Data from the Broadcast IP Transformation Report conducted last winter for encoding specialist and SRT evangelist Haivision, reveals that budget squeezes are hampering some plans to migrate to IP and cloud technology, even while the business benefits of doing so are well understood.
Nonetheless, nearly three quarters (71%) of broadcasting pros said the pandemic had accelerated their organization’s transition to IP. Most have already embarked on transforming at least part of their video production workflow to IP-based technology.
A related finding is that the internet is becoming the most common way to transport live video for broadcast contribution, with 82% of respondents selecting this option. Almost a third of respondents are also using bonded cellular though this has decreased slightly from last year, perhaps as a result of 5G rollout.
Although dedicated fiber, satellite links, and managed networks (MPLS) remain important, these technologies are often being replaced by internet streaming, the survey indicates. In some cases, satellite links are reserved for primary contribution feeds with the internet used for secondary feeds. Increasingly, however, internet and cloud-based video routing are completely replacing satellite and fiber as broadcasters look for greater flexibility and cost efficiencies.
The pandemic has certainly accelerated the need for broadcast contribution, especially over IP. This is further confirmed by the most cited workflow application, live video contribution (deployed by 66% of respondents) and by the second on the list, remote production (39% of respondents).
Although remote production and live video contribution workflows often overlap, these latest findings signal a significant shift in how broadcasters are producing live content.
“The original REMI or at-home live production models were designed in order to send less personnel and equipment to the field and instead concentrate talent and production resources at a central location,” explains Haivision. “Although the field contribution component is still relevant, production is no longer centralized as production staff, editors, directors, operators, and on-screen talent remain at home yet still need to be able to collaborate in real-time.”

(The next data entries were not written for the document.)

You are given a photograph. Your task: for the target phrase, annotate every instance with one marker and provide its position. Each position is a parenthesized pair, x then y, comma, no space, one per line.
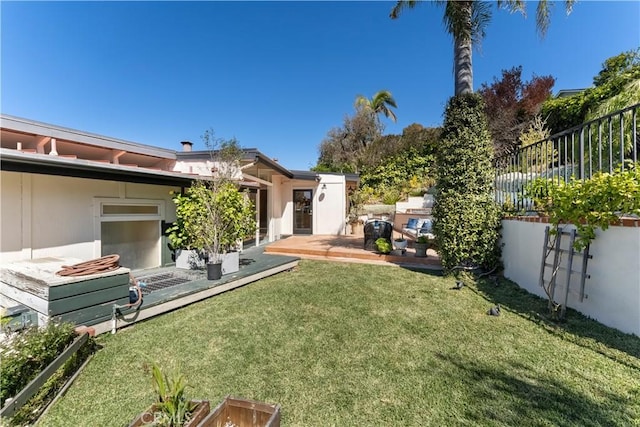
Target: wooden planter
(243,413)
(199,412)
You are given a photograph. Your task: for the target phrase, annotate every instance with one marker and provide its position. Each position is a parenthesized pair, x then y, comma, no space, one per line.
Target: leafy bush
(383,245)
(590,204)
(172,408)
(617,73)
(466,218)
(27,353)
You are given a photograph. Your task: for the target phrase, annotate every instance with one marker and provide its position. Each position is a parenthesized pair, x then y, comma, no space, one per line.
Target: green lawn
(361,345)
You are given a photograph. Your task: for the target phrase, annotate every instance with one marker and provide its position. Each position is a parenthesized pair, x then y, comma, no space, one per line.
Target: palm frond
(401,5)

The drive towards low latency is constant and the ability for broadcasters to reduce glass-to-glass latency is clearly still a key concern, reflected in this survey. Many factors contribute to latency including the network speed and type as well as the choice of protocols and output formats. But with more broadcasters relying on video streaming to support remote collaboration, latency between video production elements also need to be kept as low as possible.
One other finding: 5G remained on the top of the list of technologies that will impact broadcasting within the next 5 years, according to 64% of respondents, though this is perhaps a little longer than proponents of the mobile standard might have imagined a couple of years ago. It could be that 5G rollout and 5G exploration for professional media has been forced to take a back seat this past 16 months.